If one visits a bank to get a big loan, then they could find a dilemma with personal loan vs top-up loan. These two loans are mostly interdependent, with one loan being the mouthpiece of the other. However, there are some key differences including top-up loan and personal loan interest rates. Here’s how personal loan vs top-up loan can be compared.
Personal Loan vs Top-up Loan
The two loans are fundamentally different. A top-up loan depends on whether one has availed the personal loan or not, but one can easily avail a personal loan if they have a stable income source. There are some methods which can be used as a personal loan EMI calculator as well, and these methods often reflect on the personal loan interest rates.
Differences in usage
On the other hand, a top-up loan can be used to renovate one’s house or to take care of the education-related expenses. Unlike the personal loan EMI calculator which is a must for personal loans, the EMI of a top-up loan can be very easily adjusted and calculated using simple mathematical operations.
Differences in interest rate
The personal loan interest rates are a stable condition, and they often depend on attributes like the credit history of the customer, salary and their tenure at the place where they work.
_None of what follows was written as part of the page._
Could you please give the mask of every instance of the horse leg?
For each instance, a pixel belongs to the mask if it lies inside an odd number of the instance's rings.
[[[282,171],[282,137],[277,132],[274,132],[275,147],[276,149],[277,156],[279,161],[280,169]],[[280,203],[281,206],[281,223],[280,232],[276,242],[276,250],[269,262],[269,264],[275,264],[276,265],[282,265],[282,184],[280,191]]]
These rates are never floating, and once these variants are locked in, the rate of interest is always a fixed number. This personal loan is always a good idea for people with a stable income source from which they can spare the percentage of the money they are required to pay, calculated using the personal loan EMI calculator. The personal loan EMI calculator is a handy tool for a quick idea of the costs involved in a personal loan.
The scenario with a top-up loan is different. The rates of this loan are really low even when considered in contrast to the lowest rates of personal loans. The rate is a little bit higher than the standard home loan rates at banks.
Irrespective of the personal loan vs top-up loan dilemma going on in the minds of customers while availing a loan, it cannot be denied that a top-up loan can only be availed if one has paid their EMIs for six months to a full year. One cannot pay the personal loan completely before paying for the top-up loan, either.